De retour au salon, le propriétaire des lieux proposa à son hôte un vieux whisky écossais, réservé à des amateurs éclairés.

— Une merveille, reconnut Higgins. Chez Belzoni, n’avez-vous pas croisé un certain Littlewood ?

— Comment se présente-t-il ?

— Je l’ignore. Son nom n’a-t-il pas été prononcé en votre présence ?

— Je ne crois pas, inspecteur. En tout cas, ce n’est ni l’un de mes fournisseurs ni l’un de mes gros clients. Serait-ce le principal suspect ?

— Il m’est impossible de vous répondre, monsieur Cranber.

— Je comprends, je comprends !

Le propriétaire de filatures prit un air pénétré.

— Écoutez, inspecteur, je n’ai pas l’habitude de jouer les délateurs, mais cette affaire est à la fois étrange et grave, puisqu’il y a eu mort d’hommes. Or… or, je détiens peut-être un indice.

Higgins ne se départit pas de son calme.

Cranber se leva et ouvrit un coffret en nacre.
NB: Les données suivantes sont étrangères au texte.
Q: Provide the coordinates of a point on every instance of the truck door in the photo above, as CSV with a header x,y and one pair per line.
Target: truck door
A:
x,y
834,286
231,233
Il en sortit une bague et la montra à l’inspecteur.

— Avez-vous déjà vu un pareil objet ?

— Son décor ne représente-t-il pas un phénix renaissant du bûcher qu’il a lui-même allumé pour vaincre la mort ?

— Exact, inspecteur. Examinez l’intérieur de l’anneau.

Une inscription finement gravée : Frères de Louxor.

— Cet objet provient d’un lot de bijoux que j’ai acheté lors d’une vente aux enchères, il y a six mois. J’ai d’abord étudié le catalogue, sans y dénicher de précisions. Le commissaire-priseur ne m’a pas éclairé. Le terme de « Frères » ne fournissait-il pas une piste, celle de la franc-maçonnerie ? L’un de mes bons clients m’ayant confié qu’il appartenait à cette société secrète, je lui ai demandé s’il connaissait l’existence d’une loge appelée les « Frères de Louxor ». Et j’ai obtenu une réponse : cette loge existe bel et bien, mais les autorités maçonniques ne la considèrent pas d’un bon œil car elle échappe à leur contrôle et mène ses recherches en parfaite indépendance. Lors du débandelettage de la momie, quelle ne fut pas ma surprise d’apercevoir une bague identique au majeur de la main droite de Belzoni !

— Pouvez-vous le certifier ?

— Il s’agissait d’un phénix comparable, j’en suis certain. En revanche, j’ignore si le bijou de Belzoni comportait l’inscription « Frères de Louxor ». La légende veut que les francs-maçons exécutent les traîtres et les parjures. Les trois victimes dont vous parlez appartiendraient-elles à ces catégories et l’Italien aurait-il été chargé de les châtier ?

— Auriez-vous l’obligeance de me prêter cette bague, monsieur Cranber ? Je vous ferai parvenir rapidement un reçu officiel.

— A votre service, inspecteur. Parfois, un minuscule détail permet de lever le voile.